17 December 2009

Walt Whitman

[from David S. Reynolds's Walt Whitman's America: A Cultural Biography,Alfred A. Knopf, 1995]

That the middle-class Victorian parlor could accept naturally Whitman's "Calamus" poems is suggested by Ernest Rhys's Leaves of Grass: The Poems of Walt Whitman (1886) and Arthur Stedman's 1892 collection of Whitman's Selected Poems. Like [Elizabeth Porter] Gould, these other two editors carefully excluded the "amative" poems and passages they thought might offend middle-class readers. To avoid sex, Rhys omitted "Song of Myself" and all the "Children of Adam" poems. ("I am willing," wrote Whitman of the Rhys volume, despite his distaste for expurgation.) Stedman, likewise, omitted "Children of Adam" and heavily edited "Song of Myself." Both volumes emphasized the Whitman poems that were safely religious and patriotic. Significantly, many of the "Calamus" poems were deemed conventional enough to remain in these scrubbed, polite volumes. In fact, Rhys included nearly the whole "Calamus" sequence, and Stedman selected several, including the loving "When I Heard at the Close of Day" and "Whoever You Are Holding My Hand." That is, comradely love was still considered close to mainstream conventions. . . .
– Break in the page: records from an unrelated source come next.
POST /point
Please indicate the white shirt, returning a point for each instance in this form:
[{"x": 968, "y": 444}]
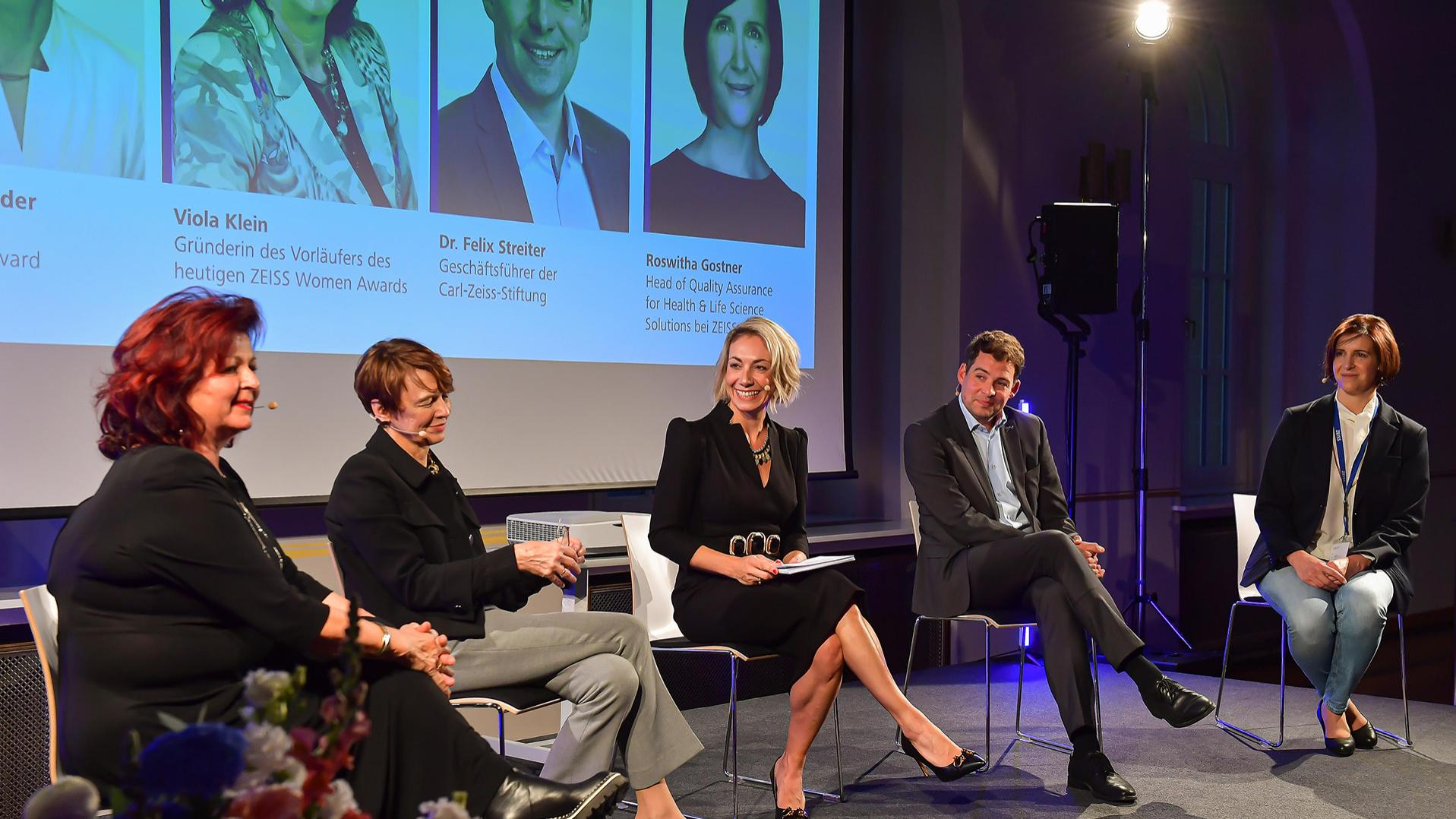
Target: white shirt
[
  {"x": 562, "y": 198},
  {"x": 993, "y": 455},
  {"x": 84, "y": 106},
  {"x": 1353, "y": 427}
]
The term "homosexual," introduced in English in the 1890s and not used in the New York Times until 1926, did not gain widespread cultural use until the 1930s. In the meantime, the idea of sexual identity was embattled. Some who discussed Whitman in this context did not connect him with homosexuality. His close friend Edward Carpenter, who regarded the term "homosexual" as a monstrous combination of Greek and Latin (he preferred "homogenic"), believed, like [John Addington] Symonds, that Whitman was attempting to restore pure, chivalric Greek love as a social institution. To clear Whitman of what he called "morbidity," he cited a comment by Dr. Beverly Drinkard that Whitman had "the most natural habits, bases, and organization he had ever seen."
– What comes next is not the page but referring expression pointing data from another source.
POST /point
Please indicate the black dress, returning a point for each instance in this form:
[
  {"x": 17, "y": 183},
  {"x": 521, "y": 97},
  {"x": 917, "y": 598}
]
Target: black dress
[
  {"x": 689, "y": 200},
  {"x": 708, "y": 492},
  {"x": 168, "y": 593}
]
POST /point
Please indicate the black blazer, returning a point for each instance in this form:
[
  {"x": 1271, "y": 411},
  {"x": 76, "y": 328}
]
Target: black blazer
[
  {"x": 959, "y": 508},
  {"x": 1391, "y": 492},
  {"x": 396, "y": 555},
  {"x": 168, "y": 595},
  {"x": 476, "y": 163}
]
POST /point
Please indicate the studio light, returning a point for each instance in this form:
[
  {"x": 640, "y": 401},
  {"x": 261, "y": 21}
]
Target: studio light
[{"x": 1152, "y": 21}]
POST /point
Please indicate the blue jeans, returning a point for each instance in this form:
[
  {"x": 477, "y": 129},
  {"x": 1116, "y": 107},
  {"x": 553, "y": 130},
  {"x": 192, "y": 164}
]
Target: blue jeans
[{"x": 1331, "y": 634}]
The British sexologist Havelock Ellis, who corresponded with Whitman and knew his work well, saw in Whitman, a "latent and unconscious" homosexual instinct that was so handled that it could provide a model for sexual inverts. In his book Sexual Inversion Ellis argued that reading Whitman could help make an invert "healthy, self-restrained, and self-respecting," teaching "dignity, temperance, even chastity" like the Greeks. Ellis wrote: "The 'manly love' celebrated by Walt Whitman furnishes a wholesome and robust ideal to the invert who is insensitive to normal ideals." With Whitman's help, Ellis, the invert can learn "self-restraint and self-culture," particularly important because, in Ellis's eyes, "it is the ideal of chastity, rather than of normal sexuality, which the congenital invert should hold before his eyes."

When funneled back into medical circles, then, Whitman's treatment of same-sex love was seen mainly as a means of "controlling" or "elevating" homosexual desires instead of giving them unbridled expression.